Your patrol will elect one of its members to serve a patrol leader. The patrol leader is in charge of the patrol at troop meetings and during outdoor adventures, and he represents the patrol on the patrol leaders' council. While there is only one patrol leader, every member of a patrol shares the duties of leadership. You could be the one who finds the way on a hike, who is the chief cook in camp, or who teaches other Scouts how to tie a knot.
The New Scout Patrol is a group of boys who have just become Scouts. They are helped by a troop guide -- an older, experienced Scout who can show the way. Members of a New Scout Patrol choose their patrol leader, plan what they want to do, and take part in outings and troop meetings just like any patrol. They also learn the basic skills they need in order to enjoy hiking, camping, and other Scout adventures. Before long, members of a New Scout Patrol will discover that they are passing many of the requirements for the ranks of Tenderfoot, Second Class, and First Class.
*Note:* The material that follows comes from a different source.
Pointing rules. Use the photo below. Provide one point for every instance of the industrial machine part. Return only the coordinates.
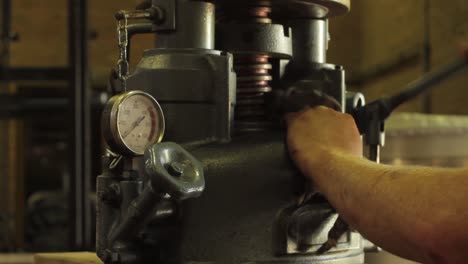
(145, 129)
(223, 101)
Senior Patrol Leader. This is the top boy leader of a troop and is elected by all of the Scouts. With guidance from the Scoutmaster, he is in charge of troop meetings and the patrol leaders' council, and does all he can to see that the patrols succeed.
Patrol Leaders Council. The activities of your troop are planned by a patrol leaders council (PLC) made up of your patrol leaders, senior patrol leader, Scoutmaster, and other troop leaders. The PLC discusses future meetings and outings for the whole troop. Your patrol leader's responsibility is to share the ideas that have come from you and other Scouts in your patrol to the PLC and to report back decisions made by the PLC back to you and the patrol.
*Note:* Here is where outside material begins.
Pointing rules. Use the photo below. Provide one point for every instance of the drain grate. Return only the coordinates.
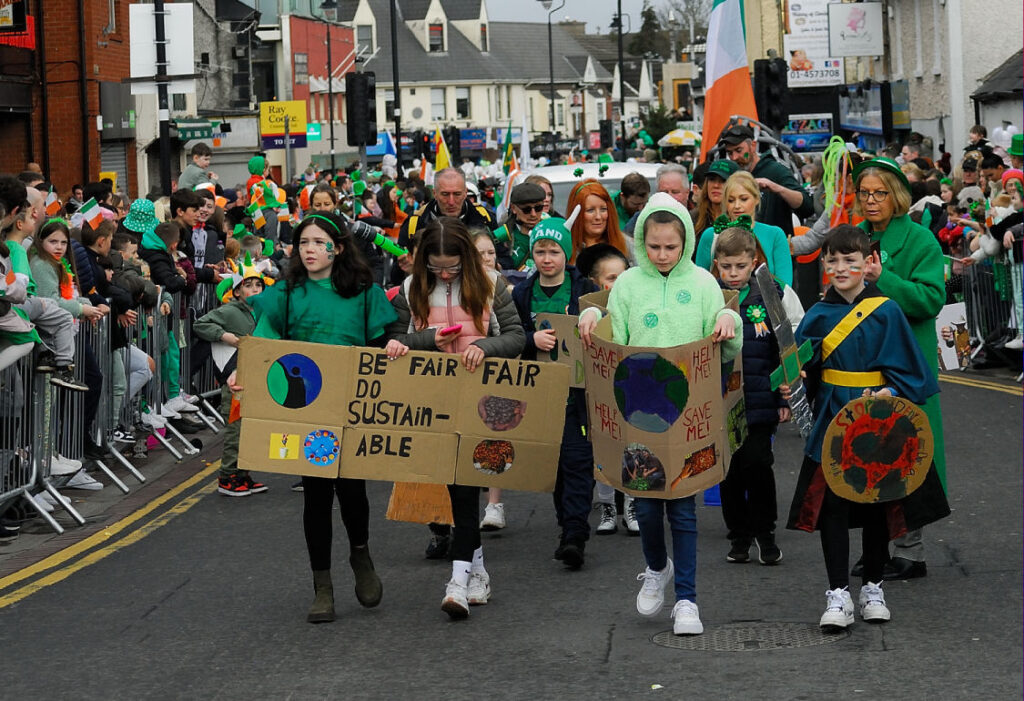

Scoutmaster. The Scoutmaster is the main adult leader of your troop. He is in charge of training the Senior Patrol Leader, advising the Patrol Leaders' Council, meeting with each boy as they are ready for advancement (Scoutmaster Conference), and directing the activities of the various Assistant Scoutmasters.
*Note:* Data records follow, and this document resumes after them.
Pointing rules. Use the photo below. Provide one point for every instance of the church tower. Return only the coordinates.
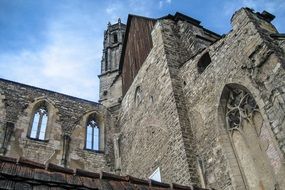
(110, 79)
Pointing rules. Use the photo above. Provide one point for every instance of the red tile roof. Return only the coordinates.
(26, 174)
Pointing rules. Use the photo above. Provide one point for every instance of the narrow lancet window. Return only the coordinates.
(92, 135)
(39, 124)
Troop Meetings. Unlike Cub Scout packs, most troops meet every week of the school year. Troop 3 meets every Thursday (whenever school is in session) from 7:00 to 8:30 pm at Connexion Church. In addition, there may be separate patrol meetings to prepare for an activity, such as building a Klondike Derby sled, a monthly outdoor activity such as a campout, and a number of service projects.